Anne. – Mais quel pétochard celui-là ! Tu ne vas pas me dire que tu as peur d’une bonne femme sans défense ? En plus, elle est sûrement complètement sourde.
Jérôme. – T’as qu’à y aller, toi !
Anne. – T’as les chocottes ! Tu fais ta chochotte ?
Jérôme. – C’est malin !
Anne. – Reprends du chocolat si t’es stressé !
Jérôme. – Pauvre naze !
Anne. – T’en as plus, c’est dommage, hein !
Jérôme. – Eh ben, si ! J’en ai piqué six tablettes au premier, alors il m’en reste cinq !
Thierry. – C’est fini tous les deux, oui ? Un petit peu de confiance en toi, mon fils ! Depuis le temps qu’on fait ça, Jérôme, tu t’en es toujours très bien tiré. Mais je compte sur toi, cette fois-ci, pour ne pas piquer n’importe quoi. Pas comme la dernière fois !
Jérôme. – Quoi la dernière fois ?
Thierry – Alors, les bijoux, le liquide et tout ce qui a de la valeur, d’accord. Mais on pique pas des bandes dessinées !
Anne. – Ni des crèmes caramel périmées !
Jérôme. – Oh ! ça va toi, hein !
Thierry. – Ni les Kinder Surprise des gosses !
Jérôme. – Oui, mais le chocolat…
Thierry, lui coupant la parole. – … ça te déstresse, on commence à le savoir ! Non, mais t’as pas honte ? Dans la famille Maréchal, on est Chapardeurs depuis quatre générations ! Mon grand-père, ton arrière-grand-père, Alphonse Maréchal, était bandit de grand chemin ; mon père, ton grand-père, André Maréchal, a réussi à voler des généraux allemands pendant l’Occupation. Dans la famille, c’est une tradition : on ne vole que les riches ! On a une réputation à défendre, quand même. On ne t’a donc pas appris la morale à l’école ? C’est vrai, quoi ! Bon, tu te débrouilles pour que tout tienne dans un sac-poubelle de trente litres. Et pour la marchandise, tu fais comme on vient de faire aux deux autres appartements : tu laisses descendre le sac avec une corde par la fenêtre dans la grande poubelle de la cour.

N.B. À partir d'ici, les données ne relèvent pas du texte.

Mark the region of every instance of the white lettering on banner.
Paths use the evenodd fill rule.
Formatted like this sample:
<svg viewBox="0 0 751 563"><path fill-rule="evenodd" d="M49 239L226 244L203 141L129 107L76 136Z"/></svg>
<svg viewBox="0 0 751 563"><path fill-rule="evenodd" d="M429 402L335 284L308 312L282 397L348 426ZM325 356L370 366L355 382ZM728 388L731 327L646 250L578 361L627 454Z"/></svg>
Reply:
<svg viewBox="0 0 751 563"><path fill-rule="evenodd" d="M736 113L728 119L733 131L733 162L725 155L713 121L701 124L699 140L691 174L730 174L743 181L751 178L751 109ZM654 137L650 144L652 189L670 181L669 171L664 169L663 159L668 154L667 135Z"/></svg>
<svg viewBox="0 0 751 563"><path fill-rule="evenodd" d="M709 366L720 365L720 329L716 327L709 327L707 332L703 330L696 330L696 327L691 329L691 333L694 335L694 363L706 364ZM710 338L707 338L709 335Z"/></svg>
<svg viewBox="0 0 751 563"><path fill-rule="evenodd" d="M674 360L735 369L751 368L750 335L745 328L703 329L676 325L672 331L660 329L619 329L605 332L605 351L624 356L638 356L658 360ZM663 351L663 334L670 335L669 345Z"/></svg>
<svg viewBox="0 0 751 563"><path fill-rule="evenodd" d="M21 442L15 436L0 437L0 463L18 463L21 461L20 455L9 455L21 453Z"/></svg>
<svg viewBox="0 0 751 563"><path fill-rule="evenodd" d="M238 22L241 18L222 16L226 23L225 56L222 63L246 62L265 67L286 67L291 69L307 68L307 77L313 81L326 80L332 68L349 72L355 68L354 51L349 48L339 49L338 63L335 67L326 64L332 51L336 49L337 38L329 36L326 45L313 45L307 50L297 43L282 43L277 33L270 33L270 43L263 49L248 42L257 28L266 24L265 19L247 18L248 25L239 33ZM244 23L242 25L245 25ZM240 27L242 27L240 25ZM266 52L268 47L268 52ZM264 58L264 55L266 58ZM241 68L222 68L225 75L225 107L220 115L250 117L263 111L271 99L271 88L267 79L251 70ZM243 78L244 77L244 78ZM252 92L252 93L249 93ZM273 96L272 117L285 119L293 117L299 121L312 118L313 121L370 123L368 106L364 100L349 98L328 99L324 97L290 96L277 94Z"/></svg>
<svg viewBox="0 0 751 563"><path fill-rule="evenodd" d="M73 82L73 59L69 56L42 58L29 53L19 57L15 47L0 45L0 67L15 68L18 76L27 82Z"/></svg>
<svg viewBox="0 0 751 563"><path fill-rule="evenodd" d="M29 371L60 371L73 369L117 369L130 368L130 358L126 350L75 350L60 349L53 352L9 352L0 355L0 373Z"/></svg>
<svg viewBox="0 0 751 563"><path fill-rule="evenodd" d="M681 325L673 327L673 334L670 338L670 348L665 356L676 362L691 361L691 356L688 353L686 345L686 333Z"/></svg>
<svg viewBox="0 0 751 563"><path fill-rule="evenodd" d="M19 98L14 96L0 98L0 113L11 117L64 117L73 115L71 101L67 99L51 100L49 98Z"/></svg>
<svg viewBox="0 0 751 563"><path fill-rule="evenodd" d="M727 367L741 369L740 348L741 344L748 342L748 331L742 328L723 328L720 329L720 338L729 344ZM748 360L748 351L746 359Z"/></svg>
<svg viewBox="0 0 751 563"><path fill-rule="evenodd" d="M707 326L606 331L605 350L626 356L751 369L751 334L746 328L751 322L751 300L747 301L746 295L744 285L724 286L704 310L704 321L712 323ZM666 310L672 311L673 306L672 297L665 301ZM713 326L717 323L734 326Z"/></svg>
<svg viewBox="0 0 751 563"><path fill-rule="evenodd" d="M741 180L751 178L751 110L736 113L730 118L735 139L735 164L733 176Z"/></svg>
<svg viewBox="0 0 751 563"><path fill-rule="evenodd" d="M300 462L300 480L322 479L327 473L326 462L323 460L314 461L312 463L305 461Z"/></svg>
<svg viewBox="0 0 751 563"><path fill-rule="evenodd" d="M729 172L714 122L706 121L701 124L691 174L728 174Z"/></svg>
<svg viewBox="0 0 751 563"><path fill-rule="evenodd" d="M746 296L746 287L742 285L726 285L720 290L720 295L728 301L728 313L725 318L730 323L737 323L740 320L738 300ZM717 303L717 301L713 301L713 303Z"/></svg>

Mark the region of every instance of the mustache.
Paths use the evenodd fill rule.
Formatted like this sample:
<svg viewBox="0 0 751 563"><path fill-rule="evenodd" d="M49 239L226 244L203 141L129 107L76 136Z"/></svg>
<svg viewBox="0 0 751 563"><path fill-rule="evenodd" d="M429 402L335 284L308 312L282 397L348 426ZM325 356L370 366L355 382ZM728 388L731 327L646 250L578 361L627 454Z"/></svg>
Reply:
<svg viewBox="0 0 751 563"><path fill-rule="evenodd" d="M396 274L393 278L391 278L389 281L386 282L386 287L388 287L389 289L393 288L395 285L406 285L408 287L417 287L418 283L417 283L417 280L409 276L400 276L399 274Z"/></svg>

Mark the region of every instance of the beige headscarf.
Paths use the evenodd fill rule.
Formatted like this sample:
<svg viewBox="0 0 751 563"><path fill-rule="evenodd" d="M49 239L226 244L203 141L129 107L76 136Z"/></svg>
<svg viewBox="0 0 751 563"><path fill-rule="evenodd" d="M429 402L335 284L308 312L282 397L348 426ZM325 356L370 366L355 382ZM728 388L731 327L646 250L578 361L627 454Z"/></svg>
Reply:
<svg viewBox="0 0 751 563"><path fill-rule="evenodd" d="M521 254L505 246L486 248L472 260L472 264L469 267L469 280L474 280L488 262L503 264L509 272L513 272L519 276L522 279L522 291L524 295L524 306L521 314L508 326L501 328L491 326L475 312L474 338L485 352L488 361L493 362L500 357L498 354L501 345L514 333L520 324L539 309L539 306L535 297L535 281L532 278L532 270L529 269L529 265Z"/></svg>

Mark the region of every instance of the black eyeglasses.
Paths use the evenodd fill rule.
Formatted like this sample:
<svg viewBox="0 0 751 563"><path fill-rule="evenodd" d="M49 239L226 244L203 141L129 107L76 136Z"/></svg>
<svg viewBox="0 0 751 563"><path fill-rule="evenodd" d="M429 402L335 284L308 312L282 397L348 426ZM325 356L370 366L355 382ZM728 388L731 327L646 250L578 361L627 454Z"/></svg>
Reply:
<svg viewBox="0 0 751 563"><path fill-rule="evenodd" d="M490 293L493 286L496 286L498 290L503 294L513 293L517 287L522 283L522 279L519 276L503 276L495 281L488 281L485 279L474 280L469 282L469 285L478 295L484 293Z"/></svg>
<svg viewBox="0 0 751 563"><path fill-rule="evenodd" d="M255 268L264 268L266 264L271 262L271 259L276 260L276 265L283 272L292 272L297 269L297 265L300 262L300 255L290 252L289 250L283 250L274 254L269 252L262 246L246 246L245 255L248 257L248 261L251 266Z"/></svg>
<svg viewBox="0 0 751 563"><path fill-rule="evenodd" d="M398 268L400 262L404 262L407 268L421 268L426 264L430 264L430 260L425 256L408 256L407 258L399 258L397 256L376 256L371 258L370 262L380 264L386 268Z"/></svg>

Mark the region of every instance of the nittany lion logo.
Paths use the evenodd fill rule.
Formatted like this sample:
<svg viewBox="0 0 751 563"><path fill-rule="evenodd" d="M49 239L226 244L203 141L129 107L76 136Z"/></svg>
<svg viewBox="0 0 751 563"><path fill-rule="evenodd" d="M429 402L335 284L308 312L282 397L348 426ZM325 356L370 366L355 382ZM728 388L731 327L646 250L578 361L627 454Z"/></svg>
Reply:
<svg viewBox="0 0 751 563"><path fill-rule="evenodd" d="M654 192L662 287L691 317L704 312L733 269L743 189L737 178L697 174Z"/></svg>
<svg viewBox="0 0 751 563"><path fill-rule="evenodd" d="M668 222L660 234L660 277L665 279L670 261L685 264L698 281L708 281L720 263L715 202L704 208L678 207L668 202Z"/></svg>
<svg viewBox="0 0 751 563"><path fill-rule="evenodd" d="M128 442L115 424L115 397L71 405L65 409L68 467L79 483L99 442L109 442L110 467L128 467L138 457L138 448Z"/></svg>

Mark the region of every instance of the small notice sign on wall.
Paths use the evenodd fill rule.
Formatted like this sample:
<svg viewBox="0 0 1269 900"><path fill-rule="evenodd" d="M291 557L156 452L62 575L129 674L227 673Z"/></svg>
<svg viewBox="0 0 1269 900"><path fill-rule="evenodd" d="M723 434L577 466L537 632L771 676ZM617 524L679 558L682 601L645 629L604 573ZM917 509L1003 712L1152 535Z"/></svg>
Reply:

Jérôme. – J’ai toujours pas compris comment on va sortir la camelote de l’immeuble.
Thierry. – T’inquiète pas, j’ai mon plan ! Allez ! File, maintenant, et tu nous rejoins ici dès que tu as terminé. (Jérôme va pour remonter dans les étages.) Eh Jérôme ! Cagoule !
Jérôme, redescendant sa cagoule sur son visage. – Ah oui ! Merde ! (Il sort.)
Thierry. – Tu es sûre qu’il y a un coffre-fort chez Pierre-Henri-Charles-Édouard-machin-chose là ?
Anne. – Oui, papa ! Pierre-Édouard me l’a dit. On est dans un des quartiers les plus riches de Paris, et en plus, coup de chance, c’est le mois d’août, il n’y a personne. Alors c’est vraiment le bon plan cet immeuble !
Thierry. – C’est vraiment le bon plan, c’est toi qui le dis ! Mais il faut que j’opère quand le proprio est là. Et ça, j’ai jamais fait ! Alors c’est pas un bon plan du tout !
Anne. – Bon, papa, il est quinze heures ; on a rendez-vous, il faut y aller maintenant ! (Elle lui rajuste sa cravate.)
Thierry. – Vas-y ! Sonne ! (Il prend un accent très bourgeois.) Anne-Bérénice !
Scène 2
Thierry, Anne, Pierre-Édouard, Charles-Henri
Anne sonne à la porte d’entrée. Au bout d’un instant, apparaît un jeune homme qui vient leur ouvrir.
Pierre-Édouard, très émotif et pas à l’aise du tout. – Bonjour ! Bonjour ! Écoutez… Ne restez pas là ! Entrez, je vous en prie.
Anne, en lui faisant la bise. – Bonjour, Pierre-Édouard. Ça va ?
Pierre-Édouard, rougissant. – Oh ! Anne-Bérénice, tu es très élégante comme toujours !
Anne. – Merci !
Pierre-Édouard. – Bonjour, monsieur. Vous êtes… ?
Dès qu’il est devant les Delavalette, Thierry essaie de faire très bourgeois et prend un accent très stylé.
Thierry. – Le père d’Anne-Béatrice… d’Anne-Bérénice ! Bonjour, jeune homme.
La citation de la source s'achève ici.